Indonesia Gastronomy Community Ajak Industri Kuliner Kurangi Limbah Makanan

Kamis, 19 Jun 2025, 18:02 WIB

JAKARTA - Indonesian Gastronomy Community (IGC) bersama Badan Pangan Nasional menggelar acara penandatanganan Komitmen Bersama Pengurangan Limbah Makanan. Acara yang dilakukan dalam rangka memperingati Hari Gastronomi Berkelanjutan 2025, acara ini menjadi momentum penting untuk mendorong perubahan budaya konsumsi di Indonesia, sejalan dengan visi keberlanjutan pangan nasional.

Direktur Kewaspadaan Pangan dari Badan Pangan Nasional, Nita Yulianis, menuturkan Indonesia merupakan penyumbang sampah makanan terbesar kedua di Asia. Berdasarkan laporan Organisasi Pangan dan Pertanian (FAO) 2023, lebih dari 1,3 miliar ton makanan terbuang setiap tahun secara global, setara dengan sepertiga produksi pangan dunia.

Ket.
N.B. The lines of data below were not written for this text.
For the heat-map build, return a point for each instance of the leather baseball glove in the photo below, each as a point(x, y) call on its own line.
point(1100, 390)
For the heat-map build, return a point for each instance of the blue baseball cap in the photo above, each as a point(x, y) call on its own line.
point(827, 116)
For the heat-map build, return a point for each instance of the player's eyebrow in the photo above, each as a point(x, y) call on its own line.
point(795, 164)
Foto: Sesi diskusi pada acara penandatanganan Komitmen Bersama Pengurangan Limbah Makanan yang dilakukan Indonesian Gastronomy Community (IGC) bersama Badan Pangan Nasional di Anigre Restaurant, Hotel Sheraton Gandaria, Jakarta pada hari Rabu (18/6). — Sumber: Koran Jakarta - Haryo Brono

“Sehingga penting bagi pemerintah dan komunitas melakukan langkah konkrit mengurangi sampah makanan,” ujar dia pada dalam acara penandatanganan Komitmen Bersama Pengurangan Limbah Makanan, bertempat di Anigre Restaurant, Hotel Sheraton Gandaria, Jakarta pada hari Rabu (18/6).

Sementara Sekjen IGC Dr Ray Wagiu Basrowi menegaskan, saat ini lebih dari 735 juta orang di dunia masih mengalami kelaparan kronis. Bahkan di Indonesia kelaparan dan angka kurang gizi angkanya masih sangat tinggi.
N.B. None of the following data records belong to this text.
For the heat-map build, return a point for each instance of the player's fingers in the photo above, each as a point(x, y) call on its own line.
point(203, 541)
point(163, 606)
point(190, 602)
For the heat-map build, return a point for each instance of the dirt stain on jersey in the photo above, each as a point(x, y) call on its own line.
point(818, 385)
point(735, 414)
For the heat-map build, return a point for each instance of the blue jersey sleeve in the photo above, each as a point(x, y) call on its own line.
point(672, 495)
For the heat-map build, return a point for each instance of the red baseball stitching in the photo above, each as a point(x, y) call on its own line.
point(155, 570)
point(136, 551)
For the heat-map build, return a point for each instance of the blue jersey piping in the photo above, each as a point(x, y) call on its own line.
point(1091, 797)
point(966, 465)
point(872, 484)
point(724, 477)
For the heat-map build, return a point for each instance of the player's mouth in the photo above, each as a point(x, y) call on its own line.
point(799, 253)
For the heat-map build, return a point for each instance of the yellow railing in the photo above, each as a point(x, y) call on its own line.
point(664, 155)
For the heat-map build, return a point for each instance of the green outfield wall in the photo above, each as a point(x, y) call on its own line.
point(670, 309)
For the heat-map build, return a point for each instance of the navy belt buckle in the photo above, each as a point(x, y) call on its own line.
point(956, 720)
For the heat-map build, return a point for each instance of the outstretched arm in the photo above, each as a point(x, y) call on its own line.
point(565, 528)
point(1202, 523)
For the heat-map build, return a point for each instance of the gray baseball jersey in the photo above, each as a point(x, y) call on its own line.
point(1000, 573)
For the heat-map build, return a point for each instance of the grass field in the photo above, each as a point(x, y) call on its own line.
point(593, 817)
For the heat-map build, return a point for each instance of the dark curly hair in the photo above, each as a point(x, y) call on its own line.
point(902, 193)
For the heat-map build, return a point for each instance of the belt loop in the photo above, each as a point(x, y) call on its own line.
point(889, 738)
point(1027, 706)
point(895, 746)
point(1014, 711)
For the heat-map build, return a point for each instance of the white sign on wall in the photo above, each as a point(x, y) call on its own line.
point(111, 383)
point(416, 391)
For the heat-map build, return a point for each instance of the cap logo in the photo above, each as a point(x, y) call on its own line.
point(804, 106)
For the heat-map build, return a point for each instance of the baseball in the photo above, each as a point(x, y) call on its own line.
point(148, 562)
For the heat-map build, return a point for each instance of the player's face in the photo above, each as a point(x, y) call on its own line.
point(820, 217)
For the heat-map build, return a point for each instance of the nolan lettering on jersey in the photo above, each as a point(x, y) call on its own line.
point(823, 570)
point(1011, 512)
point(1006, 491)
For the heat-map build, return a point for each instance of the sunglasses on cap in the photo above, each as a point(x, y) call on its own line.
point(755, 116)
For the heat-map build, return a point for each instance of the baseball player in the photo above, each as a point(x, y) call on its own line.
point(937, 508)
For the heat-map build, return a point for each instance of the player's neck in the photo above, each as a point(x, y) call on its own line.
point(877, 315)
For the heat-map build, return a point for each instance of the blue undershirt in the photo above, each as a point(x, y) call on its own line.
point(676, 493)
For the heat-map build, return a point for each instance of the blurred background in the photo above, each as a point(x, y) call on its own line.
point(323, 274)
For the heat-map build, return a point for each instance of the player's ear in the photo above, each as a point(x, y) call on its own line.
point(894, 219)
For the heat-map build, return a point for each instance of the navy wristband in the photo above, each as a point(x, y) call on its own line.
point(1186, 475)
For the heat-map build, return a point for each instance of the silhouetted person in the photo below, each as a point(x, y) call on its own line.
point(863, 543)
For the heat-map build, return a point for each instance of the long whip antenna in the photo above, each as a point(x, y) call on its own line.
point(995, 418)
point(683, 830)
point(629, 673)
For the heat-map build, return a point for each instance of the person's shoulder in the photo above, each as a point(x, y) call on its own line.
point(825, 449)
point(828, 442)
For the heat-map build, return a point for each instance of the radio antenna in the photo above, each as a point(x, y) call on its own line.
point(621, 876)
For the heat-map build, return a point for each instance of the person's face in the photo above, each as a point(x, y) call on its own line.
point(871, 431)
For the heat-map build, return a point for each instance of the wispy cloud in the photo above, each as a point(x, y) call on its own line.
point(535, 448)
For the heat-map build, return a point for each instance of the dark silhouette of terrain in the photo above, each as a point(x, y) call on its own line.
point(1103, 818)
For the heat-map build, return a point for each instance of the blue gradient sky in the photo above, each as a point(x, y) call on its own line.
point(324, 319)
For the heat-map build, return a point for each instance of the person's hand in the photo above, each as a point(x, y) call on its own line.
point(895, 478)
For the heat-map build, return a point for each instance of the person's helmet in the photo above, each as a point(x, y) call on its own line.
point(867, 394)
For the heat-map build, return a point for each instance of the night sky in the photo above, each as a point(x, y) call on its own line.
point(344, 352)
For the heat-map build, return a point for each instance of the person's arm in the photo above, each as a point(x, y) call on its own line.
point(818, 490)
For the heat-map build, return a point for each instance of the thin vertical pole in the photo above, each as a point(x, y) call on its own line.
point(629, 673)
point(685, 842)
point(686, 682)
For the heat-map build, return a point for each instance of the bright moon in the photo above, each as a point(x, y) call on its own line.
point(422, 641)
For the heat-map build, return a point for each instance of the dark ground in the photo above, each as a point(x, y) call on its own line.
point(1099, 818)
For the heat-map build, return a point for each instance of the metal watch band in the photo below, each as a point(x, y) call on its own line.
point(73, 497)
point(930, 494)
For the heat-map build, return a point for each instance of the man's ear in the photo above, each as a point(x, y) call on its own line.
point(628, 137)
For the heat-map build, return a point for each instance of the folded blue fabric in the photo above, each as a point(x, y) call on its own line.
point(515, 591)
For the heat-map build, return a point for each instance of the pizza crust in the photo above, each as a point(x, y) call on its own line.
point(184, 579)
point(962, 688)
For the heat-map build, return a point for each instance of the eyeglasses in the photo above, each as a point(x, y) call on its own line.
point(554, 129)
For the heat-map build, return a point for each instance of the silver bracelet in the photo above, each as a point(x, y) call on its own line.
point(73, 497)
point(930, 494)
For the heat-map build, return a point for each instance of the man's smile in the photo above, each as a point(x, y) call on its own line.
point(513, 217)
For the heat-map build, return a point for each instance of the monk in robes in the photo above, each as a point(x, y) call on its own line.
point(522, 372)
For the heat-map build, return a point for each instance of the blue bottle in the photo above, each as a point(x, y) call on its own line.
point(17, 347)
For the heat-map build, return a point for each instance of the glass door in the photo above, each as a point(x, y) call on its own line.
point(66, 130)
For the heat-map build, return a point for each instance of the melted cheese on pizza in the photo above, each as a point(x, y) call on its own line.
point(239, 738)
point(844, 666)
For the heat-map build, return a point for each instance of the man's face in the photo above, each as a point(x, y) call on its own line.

“Ini ironis dengan banyaknya sampah makanan yang terbuang. Dan limbah makanan menyumbang 8–10% emisi gas rumah kaca global,” ungkapnya.

“Itu sebabnya IGC sebagai komunitas memulai suatu gerakan agar mengedukasi dan mengontrol pengurangan sisa makanan sejak di tingkat rumah tangga, serta mempertemukan para praktisi waste management dengan industri gastronomi di dalam jejaring IGC,” kata Ray yang juga merupakan Pendiri Health Collaborative Center (HCC) ini.

Di Indonesia, sebanyak 23–48 juta ton makanan berakhir di tempat pembuangan akhir setiap tahun (Bappenas, 2021). Ironisnya, ini terjadi saat kita masih menghadapi angka stunting yang tinggi dan ketahanan pangan yang rapuh.

“Makanan bukan hanya untuk dinikmati, tapi juga dihargai. Kontrol limbah makanan bukan soal mengurangi rasa, tapi menambah makna,” ujar Dr. Ray Wagiu Basrowi, Sekjen IGC.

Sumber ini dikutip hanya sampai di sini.